Salvador Dalí was born Salvador Felipe Jacinto Dalí y Domenech in the Catalan town of Figueras, Spain, on 11 May 1904. In 1921 he enrolled in the Real Academia de Bellas Artes de San Fernando in Madrid, where he became a friend of Federico García Lorca and Luis Buñuel. His first solo show was held in 1925 at the Galeries Dalmau in Barcelona, in the same year he began his collaboration with L’Amis de les Arts, a Barcelona review. In 1926 Dalí was expelled from the Academia and the following year he visited Paris where he met Pablo Picasso. He collaborated with Buñuel on the film Un Chien Andalou in 1929. During the same year he returned to Paris and was introduced by Joan Miró to the Surrealist group, where he met René Magritte, Tristan Tzara and Paul Éluard.
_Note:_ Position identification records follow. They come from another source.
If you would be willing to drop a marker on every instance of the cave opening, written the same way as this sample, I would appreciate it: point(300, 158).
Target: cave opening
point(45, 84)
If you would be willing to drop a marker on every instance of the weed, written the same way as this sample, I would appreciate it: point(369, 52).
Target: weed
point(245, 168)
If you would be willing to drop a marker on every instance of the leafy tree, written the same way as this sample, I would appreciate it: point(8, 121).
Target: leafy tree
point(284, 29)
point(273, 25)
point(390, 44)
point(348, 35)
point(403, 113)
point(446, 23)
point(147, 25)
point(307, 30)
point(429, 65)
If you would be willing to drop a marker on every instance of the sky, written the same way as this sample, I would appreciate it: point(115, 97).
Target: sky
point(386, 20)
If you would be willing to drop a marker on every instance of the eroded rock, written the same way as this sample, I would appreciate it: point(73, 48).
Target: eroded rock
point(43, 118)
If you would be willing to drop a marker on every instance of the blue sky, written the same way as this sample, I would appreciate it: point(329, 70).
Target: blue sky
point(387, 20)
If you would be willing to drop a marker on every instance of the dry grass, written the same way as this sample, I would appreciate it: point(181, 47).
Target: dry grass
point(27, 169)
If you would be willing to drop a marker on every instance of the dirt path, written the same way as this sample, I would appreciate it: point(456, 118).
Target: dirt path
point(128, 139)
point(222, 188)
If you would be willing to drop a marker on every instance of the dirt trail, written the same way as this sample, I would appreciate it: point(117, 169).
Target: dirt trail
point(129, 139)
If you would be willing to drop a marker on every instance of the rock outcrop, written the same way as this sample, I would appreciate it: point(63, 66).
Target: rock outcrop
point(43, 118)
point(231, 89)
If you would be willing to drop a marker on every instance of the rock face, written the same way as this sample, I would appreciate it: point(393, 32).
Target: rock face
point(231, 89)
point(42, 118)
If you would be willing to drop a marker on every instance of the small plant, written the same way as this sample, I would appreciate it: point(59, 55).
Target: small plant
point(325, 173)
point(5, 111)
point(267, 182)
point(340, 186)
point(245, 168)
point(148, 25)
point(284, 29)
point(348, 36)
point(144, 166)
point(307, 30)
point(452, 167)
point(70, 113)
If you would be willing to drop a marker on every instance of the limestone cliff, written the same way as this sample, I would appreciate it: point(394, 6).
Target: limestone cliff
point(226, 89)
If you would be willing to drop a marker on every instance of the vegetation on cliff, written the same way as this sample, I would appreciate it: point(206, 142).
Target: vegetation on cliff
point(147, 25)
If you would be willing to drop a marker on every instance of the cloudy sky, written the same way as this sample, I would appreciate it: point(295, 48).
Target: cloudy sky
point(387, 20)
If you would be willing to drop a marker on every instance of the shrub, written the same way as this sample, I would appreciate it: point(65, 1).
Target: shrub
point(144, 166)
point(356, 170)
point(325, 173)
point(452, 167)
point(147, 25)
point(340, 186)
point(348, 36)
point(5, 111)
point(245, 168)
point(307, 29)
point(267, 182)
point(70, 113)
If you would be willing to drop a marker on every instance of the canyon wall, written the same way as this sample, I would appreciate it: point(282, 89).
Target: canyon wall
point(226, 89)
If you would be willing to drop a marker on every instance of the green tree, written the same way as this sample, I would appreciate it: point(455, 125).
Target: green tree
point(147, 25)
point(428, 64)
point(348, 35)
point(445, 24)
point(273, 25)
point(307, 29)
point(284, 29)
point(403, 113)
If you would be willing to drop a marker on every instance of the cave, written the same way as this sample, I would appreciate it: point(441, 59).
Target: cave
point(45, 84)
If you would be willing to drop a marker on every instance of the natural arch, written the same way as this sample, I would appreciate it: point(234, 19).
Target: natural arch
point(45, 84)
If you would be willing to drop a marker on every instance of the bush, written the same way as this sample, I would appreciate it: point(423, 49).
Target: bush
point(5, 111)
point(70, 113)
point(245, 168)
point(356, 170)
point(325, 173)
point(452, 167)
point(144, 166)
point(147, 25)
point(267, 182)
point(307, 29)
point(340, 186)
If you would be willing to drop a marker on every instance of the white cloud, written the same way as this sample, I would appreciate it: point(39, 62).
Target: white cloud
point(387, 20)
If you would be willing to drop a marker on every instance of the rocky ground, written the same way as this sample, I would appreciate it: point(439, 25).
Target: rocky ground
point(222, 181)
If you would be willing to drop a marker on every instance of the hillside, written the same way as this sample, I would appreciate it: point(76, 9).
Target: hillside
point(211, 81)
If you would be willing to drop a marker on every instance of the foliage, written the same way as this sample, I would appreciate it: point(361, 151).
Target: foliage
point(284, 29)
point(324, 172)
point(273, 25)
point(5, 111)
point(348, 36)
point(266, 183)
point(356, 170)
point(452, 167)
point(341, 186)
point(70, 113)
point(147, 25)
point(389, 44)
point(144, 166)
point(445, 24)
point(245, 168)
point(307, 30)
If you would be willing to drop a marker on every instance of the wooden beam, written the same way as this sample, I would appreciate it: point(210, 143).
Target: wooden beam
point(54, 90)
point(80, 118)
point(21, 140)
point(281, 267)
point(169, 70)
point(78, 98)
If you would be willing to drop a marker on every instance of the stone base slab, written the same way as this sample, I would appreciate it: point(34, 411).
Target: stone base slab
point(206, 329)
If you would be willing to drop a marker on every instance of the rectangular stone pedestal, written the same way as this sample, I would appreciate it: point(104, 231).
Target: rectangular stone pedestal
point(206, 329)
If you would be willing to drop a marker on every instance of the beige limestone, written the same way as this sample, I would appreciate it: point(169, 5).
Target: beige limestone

Later that summer in Cadaqués, Dalí would meet Helena Éluard, better known as Gala, whom he would eventually marry in 1934. About this time Dalí produced his first Surrealist publications and illustrated the works of Surrealist writers and poets.

 

Dalí’s first solo show in the United States took place at the Julien Levy Gallery in New York (1933). Toward the end of the decade he made several trips to Italy to study the art of the sixteenth and seventeenth centuries, also meeting Sigmund Freud in 1938. In 1939, Dalí was expelled from the Surrealists for his political conservatism, and the following year fled to the United States, where he worked on theatrical productions, wrote, illustrated books, painted, and was considered from audience and media as one of the most representative artists of the European art scene. A major retrospective of his work opened in 1941 at the Museum of Modern Art in New York and traveled throughout the United States. In 1942 Dalí published his autobiography, The Secret Life of Salvador Dalí, and began exhibiting at M. Knoedler and Co. in New York. He returned to Europe in 1948, settling in Port Lligat, Spain, where he would spend the majority of the rest of his life, interspersed with regular trips to Paris and New York. Dalí retrospectives were held at the Palazzo Pallavicini in Rome (1954) and in Tokyo, Nagoya, and Kyoto (1964).

 

He continued painting, writing, and illustrating during the 1960s and in 1974, his native town of Figueres opened the Dalí Theatre-Museum. In 1980 a major Dalí retrospective was held at the Musée National d’Art Moderne, Centre Georges Pompidou, in Paris, and his work was exhibited at the Tate Gallery, London. Two years later, his wife and eternal muse Gala died, after which his health rapidly declined. The artist died on 23 January 1989, in Figueras.

 

Dalí’s work can be found in the following selected international collections: the Museum of Modern Art (MoMA), New York; the Metropolitan Museum of Art, New York; Solomon R. Guggenheim Museum, New York; Art Institute of Chicago; National Gallery of Art, Washington D.C.; the Peggy Guggenheim Collection, Venice; Museo Nacional Thyssen-Bornemisza, Madrid; Museo Nacional Centro de Arte Reina Sofía, Madrid; Musée National d'Art Moderne, Centre Pompidou, Paris; the Tate Collection, London.